Kubu Wakil Presiden Gibran Rakabuming Raka membantah keras seluruh tudingan terkait riwayat pendidikan Sekolah Menengah Atas (SMA) yang dianggap bermasalah oleh penggugat. Pihak Gibran menegaskan bahwa ijazah dan riwayat pendidikannya tidak menyalahi aturan.
Pengacara Gibran, Dadang Herli Saputra, menyatakan menghormati proses hukum yang diajukan oleh Subhan Palal yang menggugat kliennya secara perdata. Namun, Dadang menegaskan bahwa pihaknya menolak seluruh dalil dan tuntutan yang diajukan oleh penggugat.
“Kita menghormati gugatan dari penggugat. Kita juga melakukan jawaban-jawaban. Intinya, kita membantah seluruh dalil dan petitum yang disampaikan oleh penggugat,” ujar Dadang saat ditemui di Pengadilan Negeri Jakarta Pusat, Senin (8/12/2025).
Dadang menambahkan, pihaknya sangat yakin bahwa ijazah serta riwayat pendidikan Gibran di jenjang SMA tidak menimbulkan persoalan hukum apa pun. “Ijazah dan riwayat SMA Gibran tidak ada masalah,” tegas Dadang.
Sidang gugatan perdata yang melibatkan Gibran sebagai tergugat akan berlanjut dengan agenda mendengarkan keterangan ahli dari pihak tergugat. Majelis hakim memberikan tenggat waktu satu minggu bagi para pihak untuk mempersiapkan kehadiran saksi ahli. Sidang akan dilanjutkan kembali pada Senin, 15 Desember 2025.
Usai persidangan, perwakilan Komisi Pemilihan Umum (KPU) yang turut hadir sebagai Tergugat 2 menolak untuk memberikan komentar kepada awak media.
Isi Gugatan Perdata
Perkara dengan nomor 583/Pdt.G/2025/PN Jkt.Pst. ini, yang telah didaftarkan sejak 29 Agustus 2025, mencantumkan sejumlah tuntutan terhadap Gibran dan KPU RI.

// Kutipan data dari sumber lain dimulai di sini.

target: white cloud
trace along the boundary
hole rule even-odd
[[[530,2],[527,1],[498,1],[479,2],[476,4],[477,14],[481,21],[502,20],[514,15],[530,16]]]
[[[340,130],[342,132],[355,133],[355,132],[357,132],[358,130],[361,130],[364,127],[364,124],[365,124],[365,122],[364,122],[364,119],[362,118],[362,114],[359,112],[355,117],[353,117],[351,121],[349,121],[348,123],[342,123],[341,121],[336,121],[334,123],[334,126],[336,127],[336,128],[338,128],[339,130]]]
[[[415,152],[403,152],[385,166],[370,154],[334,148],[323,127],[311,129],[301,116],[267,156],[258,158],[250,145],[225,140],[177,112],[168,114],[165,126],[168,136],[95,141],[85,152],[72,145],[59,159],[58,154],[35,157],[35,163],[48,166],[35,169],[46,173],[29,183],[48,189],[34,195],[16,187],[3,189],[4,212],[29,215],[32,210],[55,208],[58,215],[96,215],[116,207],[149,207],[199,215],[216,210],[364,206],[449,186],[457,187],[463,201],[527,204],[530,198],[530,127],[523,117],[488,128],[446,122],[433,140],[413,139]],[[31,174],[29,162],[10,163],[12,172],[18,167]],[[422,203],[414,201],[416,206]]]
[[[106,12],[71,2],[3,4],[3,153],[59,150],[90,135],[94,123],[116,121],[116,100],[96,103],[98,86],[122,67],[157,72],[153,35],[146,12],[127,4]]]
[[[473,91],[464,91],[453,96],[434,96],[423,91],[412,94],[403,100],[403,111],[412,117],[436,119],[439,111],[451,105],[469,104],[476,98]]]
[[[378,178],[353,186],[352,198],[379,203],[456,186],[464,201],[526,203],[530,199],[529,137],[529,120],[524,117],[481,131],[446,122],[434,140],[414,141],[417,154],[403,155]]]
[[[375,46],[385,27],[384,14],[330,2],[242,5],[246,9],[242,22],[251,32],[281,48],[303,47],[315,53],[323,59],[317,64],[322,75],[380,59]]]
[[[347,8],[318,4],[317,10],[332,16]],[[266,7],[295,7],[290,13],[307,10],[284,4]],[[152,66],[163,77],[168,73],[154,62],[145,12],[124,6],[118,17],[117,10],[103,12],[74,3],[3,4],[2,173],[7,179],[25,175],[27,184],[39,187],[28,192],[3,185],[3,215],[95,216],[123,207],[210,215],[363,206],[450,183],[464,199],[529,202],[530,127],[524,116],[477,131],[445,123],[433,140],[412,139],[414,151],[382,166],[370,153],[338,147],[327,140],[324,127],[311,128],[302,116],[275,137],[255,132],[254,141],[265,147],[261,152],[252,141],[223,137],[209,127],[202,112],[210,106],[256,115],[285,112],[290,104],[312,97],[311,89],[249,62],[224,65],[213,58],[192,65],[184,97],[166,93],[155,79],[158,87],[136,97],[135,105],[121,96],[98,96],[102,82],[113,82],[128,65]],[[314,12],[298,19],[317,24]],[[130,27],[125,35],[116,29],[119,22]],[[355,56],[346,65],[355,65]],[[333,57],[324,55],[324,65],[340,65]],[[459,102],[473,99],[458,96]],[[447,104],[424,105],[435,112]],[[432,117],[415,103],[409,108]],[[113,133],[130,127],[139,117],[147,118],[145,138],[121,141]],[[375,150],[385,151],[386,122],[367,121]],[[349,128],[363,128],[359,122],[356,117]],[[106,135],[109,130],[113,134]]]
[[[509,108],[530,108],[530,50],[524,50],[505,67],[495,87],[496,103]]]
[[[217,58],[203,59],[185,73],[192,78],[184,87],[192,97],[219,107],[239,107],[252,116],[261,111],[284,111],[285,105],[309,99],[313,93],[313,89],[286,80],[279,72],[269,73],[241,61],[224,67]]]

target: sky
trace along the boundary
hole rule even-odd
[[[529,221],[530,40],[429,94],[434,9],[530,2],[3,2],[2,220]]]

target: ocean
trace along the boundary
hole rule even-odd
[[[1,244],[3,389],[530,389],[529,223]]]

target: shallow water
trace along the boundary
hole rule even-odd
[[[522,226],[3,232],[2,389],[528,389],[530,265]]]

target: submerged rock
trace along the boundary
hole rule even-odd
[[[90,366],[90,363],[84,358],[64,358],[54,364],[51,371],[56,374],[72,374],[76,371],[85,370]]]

Penggugat, Subhan Palal, menilai bahwa kedua tergugat telah melakukan perbuatan melawan hukum karena adanya dugaan syarat pendaftaran calon wakil presiden yang tidak terpenuhi. Berdasarkan data yang tercatat di KPU RI, Gibran sempat menempuh pendidikan di Orchid Park Secondary School Singapore pada periode 2002-2004, dilanjutkan di UTS Insearch Sydney pada 2004-2007.
Subhan berargumen bahwa kedua institusi pendidikan tersebut tidak sesuai dengan persyaratan yang diatur dalam undang-undang dan dianggap tidak sah sebagai penyetara jenjang SLTA. Atas dasar tersebut, Subhan meminta majelis hakim untuk menyatakan Gibran dan KPU telah melakukan perbuatan melawan hukum.
Lebih lanjut, penggugat juga meminta status Gibran sebagai Wakil Presiden dinyatakan tidak sah. Selain itu, Gibran dan KPU dituntut untuk membayar ganti rugi sebesar Rp 125 triliun kepada negara.
“Menghukum Para Tergugat secara tanggung renteng membayar kerugian materiil dan immateriil kepada Penggugat dan seluruh Warga Negara Indonesia sebesar Rp 125 triliun dan Rp 10 juta dan disetorkan ke kas negara,” demikian bunyi salah satu petitum dalam gugatan tersebut.